I went home and my mom was glued to the TV set, but still angry that her soap operas weren’t on. I don’t remember any discussion about the President being killed, but it was apparent by the wall-to-wall news coverage. Nothing else was on TV that weekend, no Saturday morning cartoons, no Bonanza on NBC on Sunday night “in living color,” no Ed Sullivan on CBS, either. The kids in my neighborhood—of which there were many—were allowed to go out and play on Saturday afternoon, but I remember being admonished a number of times to keep the noise down and be respectful … the President had died.

One of the most iconic photos ever, by Bob Jackson.


On Sunday morning, November 25th, I was alone in our sitting room with the TV on. My mom was in the kitchen. I saw them bring Lee Harvey Oswald, the alleged assassin of President John F. Kennedy down to the basement of the Dallas Police Station, to transfer him to the county lockup. I saw Jack Ruby push his way forward with a pistol and shoot Oswald in the abdomen on live TV. I yelled for my mom, “MOM! MOM! THEY JUST SHOT OSWALD!” and my mom was incredulous, accusing me of making it up. She ran into the room and saw the pandemonium on the screen and Oswald on a stretcher eventually loaded into an ambulance and taken to Parkland Hospital, the same facility where JFK was pronounced dead. Oswald “expired,” as the Dallas Police chief said in a news conference (one reporter yelled, “DID HE DIE?”), at 1:07 PM Central time, two days and seven minutes after JFK’s death.

The funeral for JFK was on Monday, November 26th, which was also the third birthday of his son, John Jr. I saw the former First Lady lean over, in her black veil, and whisper to her son, who turned and saluted his father’s casket. Later on, my grandfather bought me two commemorative books, one featuring photos and coverage from United Press International, called Four Days; the other was titled The Torch Is Passed … and was by the Associated Press.
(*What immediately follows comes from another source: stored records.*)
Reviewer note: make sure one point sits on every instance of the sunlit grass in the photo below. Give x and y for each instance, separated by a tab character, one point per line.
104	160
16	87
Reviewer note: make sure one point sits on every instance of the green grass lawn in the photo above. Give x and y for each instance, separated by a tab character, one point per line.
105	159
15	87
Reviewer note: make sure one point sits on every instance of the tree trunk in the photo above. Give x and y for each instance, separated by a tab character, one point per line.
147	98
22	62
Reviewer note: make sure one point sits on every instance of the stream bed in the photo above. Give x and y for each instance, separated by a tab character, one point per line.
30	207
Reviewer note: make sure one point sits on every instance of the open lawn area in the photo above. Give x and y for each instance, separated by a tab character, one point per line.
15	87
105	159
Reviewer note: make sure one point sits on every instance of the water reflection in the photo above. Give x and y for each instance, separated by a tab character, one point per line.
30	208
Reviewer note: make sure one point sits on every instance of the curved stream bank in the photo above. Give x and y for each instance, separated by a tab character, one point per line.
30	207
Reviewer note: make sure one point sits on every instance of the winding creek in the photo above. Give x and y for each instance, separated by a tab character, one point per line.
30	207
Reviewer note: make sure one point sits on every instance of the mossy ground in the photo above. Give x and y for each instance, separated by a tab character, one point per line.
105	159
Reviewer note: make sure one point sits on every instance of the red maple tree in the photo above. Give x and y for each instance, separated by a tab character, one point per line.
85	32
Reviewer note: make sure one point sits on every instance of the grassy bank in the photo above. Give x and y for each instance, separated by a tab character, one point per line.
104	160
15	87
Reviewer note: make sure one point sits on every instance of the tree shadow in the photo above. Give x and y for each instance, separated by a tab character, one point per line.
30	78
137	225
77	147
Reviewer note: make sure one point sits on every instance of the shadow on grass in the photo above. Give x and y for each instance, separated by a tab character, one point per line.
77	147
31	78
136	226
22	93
Each was filled with black and white photos and articles. My grandfather told me to write my name in each—which I did in blue ink, using my very best attempt at cursive handwriting—because I would want to keep them “forever.” I still have them.

These books were produced by UPI and AP, but were sold by various newspapers, which included their logos on the cover, at least in the case of Four Days.


I didn’t know why all this happened. Years later it was the Mafia, or the Communists, or Castro, because it just couldn’t have been that nobody, Lee Harvey Oswald. But back then, as an eight-year-old third grader, all I knew was that somehow the world had changed forever. 60 years later, I still believe that.